Landmark Opening 12-Screen Flagship - Things Getting Interesting in LA
An article arrived in Variety this morning, a lengthy one, about a new theater opening in Los Angeles that's going to really shake things up. It's the new flagship theater for Landmark Theatres and will simply be called The Landmark. The Landmark Theatres chain is very well known as being one of the most wide-scale art house and independent feature chains in the US, with small art house theaters playing indie features that no one else will play in around 24 markets in the US.
The new Landmark will open adjacent to the Westside Pavilion (nearby to a 15-screen AMC) and feature 12 screens, the most ever for a theater that is dedicated to playing independent features, and is planning to open on June 1st. This sounds promising and if anything will make things a lot more interesting in the Los Angeles theatrical exhibition industry.
If you're interested, you can catch a pretty fun tour of the theater on Landmark's website.
I know, at first thought you're just wondering why the heck does this matter to you if you don't even live in LA! It matters in the same way that the Alamo Drafthouse matters. Not in a way that it will directly effect you, but in a way that it will hopefully have a positive impact on the theater industry on a whole. So far I can't say how much change this will bring about, but they seem to promising quite a damn bit at this flagship Landmark.
"I think this will dramatically change the landscape of exhibition in Los Angeles," predicted Warner Bros. exec VP-general sales manager Jeff Goldstein, who did a walk-through of the Landmark facility a month ago. "It's a hip, cool place to see movies, particularly for a smart, upscale crowd, and they didn't spare one penny."

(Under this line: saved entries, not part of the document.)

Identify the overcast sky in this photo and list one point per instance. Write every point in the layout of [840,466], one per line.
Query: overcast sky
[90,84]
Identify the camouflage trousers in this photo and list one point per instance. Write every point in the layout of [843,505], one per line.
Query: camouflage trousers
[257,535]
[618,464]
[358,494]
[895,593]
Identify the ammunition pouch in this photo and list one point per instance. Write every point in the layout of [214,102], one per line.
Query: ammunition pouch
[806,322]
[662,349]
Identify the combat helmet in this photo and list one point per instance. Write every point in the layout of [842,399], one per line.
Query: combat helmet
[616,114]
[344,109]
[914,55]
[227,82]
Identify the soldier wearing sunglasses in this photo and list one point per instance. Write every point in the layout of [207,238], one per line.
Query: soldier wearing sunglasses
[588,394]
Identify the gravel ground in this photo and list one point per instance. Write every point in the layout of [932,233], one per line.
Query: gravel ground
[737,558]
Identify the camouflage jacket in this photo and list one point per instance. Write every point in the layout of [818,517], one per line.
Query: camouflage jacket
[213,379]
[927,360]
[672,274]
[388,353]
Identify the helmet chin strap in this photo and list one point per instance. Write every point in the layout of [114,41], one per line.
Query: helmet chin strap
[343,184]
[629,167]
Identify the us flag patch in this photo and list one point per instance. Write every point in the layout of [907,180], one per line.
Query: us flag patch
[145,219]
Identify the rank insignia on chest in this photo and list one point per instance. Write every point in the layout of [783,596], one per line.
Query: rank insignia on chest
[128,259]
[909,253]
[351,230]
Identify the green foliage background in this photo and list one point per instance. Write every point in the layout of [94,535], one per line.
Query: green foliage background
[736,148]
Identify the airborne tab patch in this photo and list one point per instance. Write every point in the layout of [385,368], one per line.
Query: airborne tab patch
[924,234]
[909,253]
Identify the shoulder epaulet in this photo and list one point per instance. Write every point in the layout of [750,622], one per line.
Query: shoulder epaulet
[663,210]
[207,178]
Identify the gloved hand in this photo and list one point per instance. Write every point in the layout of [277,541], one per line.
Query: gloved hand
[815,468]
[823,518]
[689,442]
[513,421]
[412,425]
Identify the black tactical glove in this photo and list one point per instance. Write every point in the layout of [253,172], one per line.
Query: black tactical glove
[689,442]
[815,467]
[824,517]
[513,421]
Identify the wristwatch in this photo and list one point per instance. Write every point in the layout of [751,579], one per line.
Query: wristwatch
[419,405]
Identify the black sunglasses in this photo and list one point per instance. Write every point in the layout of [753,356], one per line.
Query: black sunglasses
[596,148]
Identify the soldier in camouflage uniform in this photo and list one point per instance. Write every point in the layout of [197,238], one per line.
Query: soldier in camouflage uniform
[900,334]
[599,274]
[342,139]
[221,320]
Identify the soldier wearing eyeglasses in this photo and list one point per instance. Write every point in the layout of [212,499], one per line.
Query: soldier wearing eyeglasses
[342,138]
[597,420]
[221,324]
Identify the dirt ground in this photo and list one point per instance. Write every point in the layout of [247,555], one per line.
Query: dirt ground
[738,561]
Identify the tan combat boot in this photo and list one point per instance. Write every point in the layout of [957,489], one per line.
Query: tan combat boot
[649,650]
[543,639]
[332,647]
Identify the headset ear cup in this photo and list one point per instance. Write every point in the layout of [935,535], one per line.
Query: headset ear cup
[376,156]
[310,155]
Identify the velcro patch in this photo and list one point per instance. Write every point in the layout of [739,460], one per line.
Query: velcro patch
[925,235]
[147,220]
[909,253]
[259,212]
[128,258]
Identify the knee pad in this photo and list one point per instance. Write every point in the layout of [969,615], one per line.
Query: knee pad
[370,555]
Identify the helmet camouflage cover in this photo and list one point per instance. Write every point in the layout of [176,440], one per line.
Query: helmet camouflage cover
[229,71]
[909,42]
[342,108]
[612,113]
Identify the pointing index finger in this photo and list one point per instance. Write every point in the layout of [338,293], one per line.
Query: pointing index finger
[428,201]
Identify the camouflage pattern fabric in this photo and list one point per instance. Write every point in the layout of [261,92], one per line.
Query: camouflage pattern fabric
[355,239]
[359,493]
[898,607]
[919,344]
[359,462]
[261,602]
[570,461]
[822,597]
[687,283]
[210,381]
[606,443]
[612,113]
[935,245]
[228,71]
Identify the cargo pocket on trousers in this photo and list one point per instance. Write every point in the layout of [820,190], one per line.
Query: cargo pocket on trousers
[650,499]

Landmark -- under owners Mark Cuban and Todd Wagner -- will compete with giants such as AMC and Pacific by expanding beyond its arthouse roots, reinventing itself as a hybrid chain that isn't afraid to book both blockbusters and indie pics under one lavishly designed roof.

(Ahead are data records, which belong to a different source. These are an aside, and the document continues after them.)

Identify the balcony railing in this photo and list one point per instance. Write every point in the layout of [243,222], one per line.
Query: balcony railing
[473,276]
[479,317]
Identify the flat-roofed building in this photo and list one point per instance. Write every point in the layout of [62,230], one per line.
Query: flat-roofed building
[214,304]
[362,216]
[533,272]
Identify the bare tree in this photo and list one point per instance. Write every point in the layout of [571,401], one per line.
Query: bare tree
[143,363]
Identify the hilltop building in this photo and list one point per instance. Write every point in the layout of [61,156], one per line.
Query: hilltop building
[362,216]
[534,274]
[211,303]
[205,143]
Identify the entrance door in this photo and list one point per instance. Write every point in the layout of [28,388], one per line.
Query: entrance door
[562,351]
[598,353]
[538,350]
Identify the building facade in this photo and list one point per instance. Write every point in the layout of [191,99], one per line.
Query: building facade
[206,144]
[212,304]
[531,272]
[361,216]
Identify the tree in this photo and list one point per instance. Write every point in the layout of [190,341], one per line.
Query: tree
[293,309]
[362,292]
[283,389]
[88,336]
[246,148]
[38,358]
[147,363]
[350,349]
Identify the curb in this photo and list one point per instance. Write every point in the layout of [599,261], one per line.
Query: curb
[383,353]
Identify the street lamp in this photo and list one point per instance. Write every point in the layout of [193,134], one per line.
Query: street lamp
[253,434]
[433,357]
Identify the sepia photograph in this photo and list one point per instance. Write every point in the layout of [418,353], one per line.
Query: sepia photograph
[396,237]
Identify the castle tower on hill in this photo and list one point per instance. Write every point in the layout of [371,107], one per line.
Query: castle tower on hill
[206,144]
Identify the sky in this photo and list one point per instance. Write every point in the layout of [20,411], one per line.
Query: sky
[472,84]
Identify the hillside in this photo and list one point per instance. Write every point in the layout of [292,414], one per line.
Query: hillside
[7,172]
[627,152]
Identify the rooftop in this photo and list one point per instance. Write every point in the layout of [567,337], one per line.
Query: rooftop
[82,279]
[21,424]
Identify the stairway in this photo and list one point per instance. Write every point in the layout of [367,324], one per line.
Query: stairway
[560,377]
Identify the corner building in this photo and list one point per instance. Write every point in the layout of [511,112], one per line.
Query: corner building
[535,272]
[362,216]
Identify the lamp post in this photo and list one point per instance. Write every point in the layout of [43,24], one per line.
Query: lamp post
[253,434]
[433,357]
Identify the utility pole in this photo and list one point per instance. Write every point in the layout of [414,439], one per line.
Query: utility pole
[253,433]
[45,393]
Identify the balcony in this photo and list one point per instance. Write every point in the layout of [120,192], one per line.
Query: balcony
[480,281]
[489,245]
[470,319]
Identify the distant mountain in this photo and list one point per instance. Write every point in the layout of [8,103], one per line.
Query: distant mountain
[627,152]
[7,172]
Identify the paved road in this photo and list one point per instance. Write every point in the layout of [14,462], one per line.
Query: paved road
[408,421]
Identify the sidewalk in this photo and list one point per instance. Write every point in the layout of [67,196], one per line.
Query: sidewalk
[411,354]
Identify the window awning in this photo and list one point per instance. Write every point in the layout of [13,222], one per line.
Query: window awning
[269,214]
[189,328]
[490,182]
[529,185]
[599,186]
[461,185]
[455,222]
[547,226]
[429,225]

I'm not exactly the biggest fan of Landmark at the moment, despite being fairly fond of the theaters they have in Denver. For some reason, they just don't have that superior quality and excellence to me. Maybe they're missing the point: it's not all about the theater design and presentation, or amenities such as good food or free parking, it's about the experience on a whole. Whenever I go I never feel like I'm being treated the grandest and greatest experience, even when I'm seeing a barely-heard-of independent film. Landmark chief operating officer Ted Mundorff spoke about the new theater quite a bit in the article, providing a few more key quotes, including this one.

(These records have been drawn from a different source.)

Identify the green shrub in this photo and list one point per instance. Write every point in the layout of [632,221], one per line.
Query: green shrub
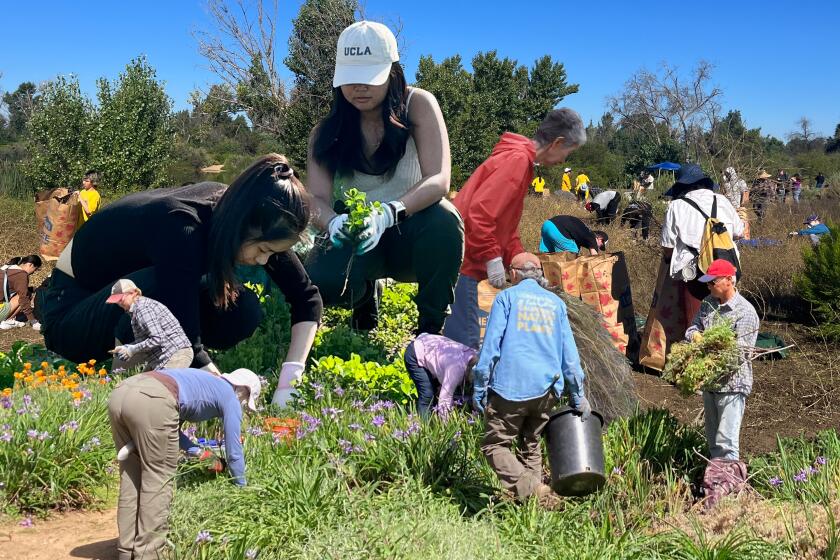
[819,281]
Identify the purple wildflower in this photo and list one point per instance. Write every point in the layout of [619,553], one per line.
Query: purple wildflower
[330,411]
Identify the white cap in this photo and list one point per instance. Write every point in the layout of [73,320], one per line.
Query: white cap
[366,51]
[246,378]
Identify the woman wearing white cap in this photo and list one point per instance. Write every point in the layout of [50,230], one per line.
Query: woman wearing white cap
[389,141]
[146,411]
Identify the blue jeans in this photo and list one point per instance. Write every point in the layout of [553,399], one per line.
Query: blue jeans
[463,324]
[426,383]
[724,412]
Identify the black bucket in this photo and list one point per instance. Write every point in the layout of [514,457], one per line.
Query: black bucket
[575,452]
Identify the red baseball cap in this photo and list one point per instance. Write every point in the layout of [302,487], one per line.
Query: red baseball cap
[718,268]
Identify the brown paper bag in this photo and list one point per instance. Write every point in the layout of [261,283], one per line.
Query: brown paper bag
[486,297]
[59,224]
[42,201]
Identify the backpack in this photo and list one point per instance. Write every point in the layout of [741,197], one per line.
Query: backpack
[716,242]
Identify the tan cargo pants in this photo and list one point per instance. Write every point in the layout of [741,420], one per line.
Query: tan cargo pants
[143,410]
[520,422]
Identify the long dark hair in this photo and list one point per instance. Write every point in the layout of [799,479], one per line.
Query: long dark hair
[338,137]
[266,202]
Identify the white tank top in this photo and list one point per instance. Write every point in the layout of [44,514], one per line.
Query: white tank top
[385,188]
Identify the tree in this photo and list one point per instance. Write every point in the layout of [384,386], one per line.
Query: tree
[21,104]
[59,135]
[311,58]
[685,106]
[241,52]
[133,135]
[500,95]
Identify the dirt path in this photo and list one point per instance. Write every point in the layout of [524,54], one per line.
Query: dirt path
[89,535]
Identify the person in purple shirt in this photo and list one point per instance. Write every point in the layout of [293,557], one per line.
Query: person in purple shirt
[146,412]
[436,363]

Mundorff is also vowing the Landmark will boast "the highest level of customer service in the country," including concierge service and valet parking.
"We want to bring people back to the theater," he said. "This is the experience the public is looking for."
That's a great statement, let's just hope he delivers what he's promising. I can't argue much more what he's saying, because the theater isn't even open yet and I don't have first-hand experience attending movies there. I'm going to make it a mission to get to this theater around its opening and profile it here on First Showing, to give all of you a better look at what Landmark is promising. And if it turns out great, the least I can to help this cinema world is show everyone a theater that is doing it right. To put an end to it, here's the quote Mundorff gives to encapsulate everything, and it's fairly poignant.
"Independent film has matured so much, that for a larger part of the population, it's the main thing," he said. "This is the culmination of that."
I'm looking forward to a hopeful positive change that this will bring, rather than increased competition and brutality in the LA theater market. So far they've made a scene in promoting its opening this early, and I hope that means something. Landmark Theatres has got some of the great strategies down that the other big chains are missing, but that doesn't mean they have everything right.
RE: "playing indie features that no one else will play in around 24 markets in the US." In some instances, it is not so much that no one else will play them but that Landmark uses its national purchasing power to keep other independent theaters such as the Alamo Drafthouse from screening features that they themselves will be showing. The hold a virtual lock in securing films from certain distributors thus making it harder for independent theaters to show independent films.